A few reasons it still wins:
It’s declarative. You describe what you want, not how to compute it.
It’s stable. Decades of optimizations, battle-tested across industries.
It’s portable. From Postgres to BigQuery to Snowflake to DuckDB, SQL is everywhere.
It’s optimized. Modern engines can handle insane workloads with minimal tuning.
It’s the one language every analyst, engineer, and ML person can agree on.
Even modern “data engineering” tools—dbt, Spark SQL, Trino, BigQuery ML—are simply bringing SQL to new environments, not replacing it.
The ecosystem keeps changing, but SQL’s simplicity and longevity make it the closest thing we have to a universal data language.
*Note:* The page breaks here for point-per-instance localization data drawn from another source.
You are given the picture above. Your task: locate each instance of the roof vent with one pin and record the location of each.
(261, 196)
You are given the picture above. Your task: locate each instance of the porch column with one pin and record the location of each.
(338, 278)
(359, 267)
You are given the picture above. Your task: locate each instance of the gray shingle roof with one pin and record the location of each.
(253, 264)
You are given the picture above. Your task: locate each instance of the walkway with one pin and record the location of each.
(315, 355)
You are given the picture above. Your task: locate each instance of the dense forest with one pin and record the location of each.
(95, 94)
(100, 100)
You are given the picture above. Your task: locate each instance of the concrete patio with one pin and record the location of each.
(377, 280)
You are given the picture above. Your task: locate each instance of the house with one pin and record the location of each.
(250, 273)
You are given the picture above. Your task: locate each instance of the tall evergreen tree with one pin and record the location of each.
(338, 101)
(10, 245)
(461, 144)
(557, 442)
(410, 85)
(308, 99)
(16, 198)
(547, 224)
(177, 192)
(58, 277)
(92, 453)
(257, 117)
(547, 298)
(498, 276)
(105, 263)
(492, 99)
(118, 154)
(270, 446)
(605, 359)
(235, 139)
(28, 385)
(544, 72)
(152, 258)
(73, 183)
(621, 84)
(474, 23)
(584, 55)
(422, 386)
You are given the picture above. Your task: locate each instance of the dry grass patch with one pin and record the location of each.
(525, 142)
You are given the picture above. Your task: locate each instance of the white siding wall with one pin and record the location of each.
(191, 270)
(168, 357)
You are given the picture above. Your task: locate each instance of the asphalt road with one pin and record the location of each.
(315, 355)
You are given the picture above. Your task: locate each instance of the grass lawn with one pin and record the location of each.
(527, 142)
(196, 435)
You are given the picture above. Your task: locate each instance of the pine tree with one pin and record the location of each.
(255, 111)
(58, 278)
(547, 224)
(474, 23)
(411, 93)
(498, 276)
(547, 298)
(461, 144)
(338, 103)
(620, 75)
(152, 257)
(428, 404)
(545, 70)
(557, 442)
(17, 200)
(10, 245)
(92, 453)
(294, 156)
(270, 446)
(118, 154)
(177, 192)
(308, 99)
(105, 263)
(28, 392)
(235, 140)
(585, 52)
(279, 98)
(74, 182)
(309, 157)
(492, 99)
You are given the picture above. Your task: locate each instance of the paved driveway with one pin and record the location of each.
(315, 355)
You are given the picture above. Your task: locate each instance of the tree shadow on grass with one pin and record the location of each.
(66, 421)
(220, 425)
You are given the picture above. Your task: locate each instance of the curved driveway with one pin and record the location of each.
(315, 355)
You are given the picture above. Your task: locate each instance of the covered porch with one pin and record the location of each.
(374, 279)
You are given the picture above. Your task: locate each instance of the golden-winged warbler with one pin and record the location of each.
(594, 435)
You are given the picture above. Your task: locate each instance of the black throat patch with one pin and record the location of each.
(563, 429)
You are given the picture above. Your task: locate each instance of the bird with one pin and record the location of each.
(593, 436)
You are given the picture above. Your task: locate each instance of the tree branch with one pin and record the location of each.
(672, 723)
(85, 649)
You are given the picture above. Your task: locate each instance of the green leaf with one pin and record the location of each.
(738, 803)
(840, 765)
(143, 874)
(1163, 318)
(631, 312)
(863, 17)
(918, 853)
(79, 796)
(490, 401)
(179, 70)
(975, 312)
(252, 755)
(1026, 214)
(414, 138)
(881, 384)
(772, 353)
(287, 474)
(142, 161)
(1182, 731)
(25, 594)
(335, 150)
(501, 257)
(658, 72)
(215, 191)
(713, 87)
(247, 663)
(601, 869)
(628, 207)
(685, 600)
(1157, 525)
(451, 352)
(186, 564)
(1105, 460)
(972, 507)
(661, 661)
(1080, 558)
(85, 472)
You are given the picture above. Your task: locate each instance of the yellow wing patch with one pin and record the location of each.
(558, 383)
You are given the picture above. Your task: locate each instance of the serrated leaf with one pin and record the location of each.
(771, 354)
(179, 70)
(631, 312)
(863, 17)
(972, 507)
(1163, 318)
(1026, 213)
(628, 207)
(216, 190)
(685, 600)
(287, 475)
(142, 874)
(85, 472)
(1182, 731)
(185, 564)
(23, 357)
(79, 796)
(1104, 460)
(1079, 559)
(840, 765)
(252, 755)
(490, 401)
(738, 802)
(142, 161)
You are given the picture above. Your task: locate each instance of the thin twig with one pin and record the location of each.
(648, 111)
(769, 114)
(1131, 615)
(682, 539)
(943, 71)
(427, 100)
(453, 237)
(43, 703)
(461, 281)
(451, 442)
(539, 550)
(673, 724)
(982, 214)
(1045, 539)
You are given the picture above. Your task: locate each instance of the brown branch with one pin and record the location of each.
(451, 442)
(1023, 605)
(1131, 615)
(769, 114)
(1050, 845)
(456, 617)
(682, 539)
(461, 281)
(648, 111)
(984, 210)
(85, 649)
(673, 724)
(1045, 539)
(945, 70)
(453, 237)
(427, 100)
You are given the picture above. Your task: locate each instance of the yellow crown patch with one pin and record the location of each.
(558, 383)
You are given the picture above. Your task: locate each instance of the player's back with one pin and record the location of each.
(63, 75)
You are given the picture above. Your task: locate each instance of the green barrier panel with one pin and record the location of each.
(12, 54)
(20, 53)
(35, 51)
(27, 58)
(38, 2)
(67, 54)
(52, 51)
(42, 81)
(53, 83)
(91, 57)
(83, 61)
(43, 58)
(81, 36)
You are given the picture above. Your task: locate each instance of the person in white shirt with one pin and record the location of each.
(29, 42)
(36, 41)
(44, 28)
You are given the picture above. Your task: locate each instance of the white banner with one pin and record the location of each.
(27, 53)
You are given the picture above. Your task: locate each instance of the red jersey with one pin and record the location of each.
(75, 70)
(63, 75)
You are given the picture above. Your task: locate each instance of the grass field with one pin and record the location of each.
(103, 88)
Curious to hear how others feel: Is SQL’s dominance a sign of maturity, or is something genuinely better on the horizon?
willvarfar•13m ago
And the dialects of the language itself, SQL keeps getting more relaxed and interoperable and forgiving. With WITH and CTEs and things it keeps getting easier and cleaner to express things, so it's going steadily in the right direction. There are still a few slight differences in the syntax for window functions between bigquery and duckdb, for an example I fight often, but they are all a lot closer to each other today than they used to be back 30 years ago when you had to use SQL differently and construct complicated queries differently just to run on Oracle vs MySQL vs Postgres.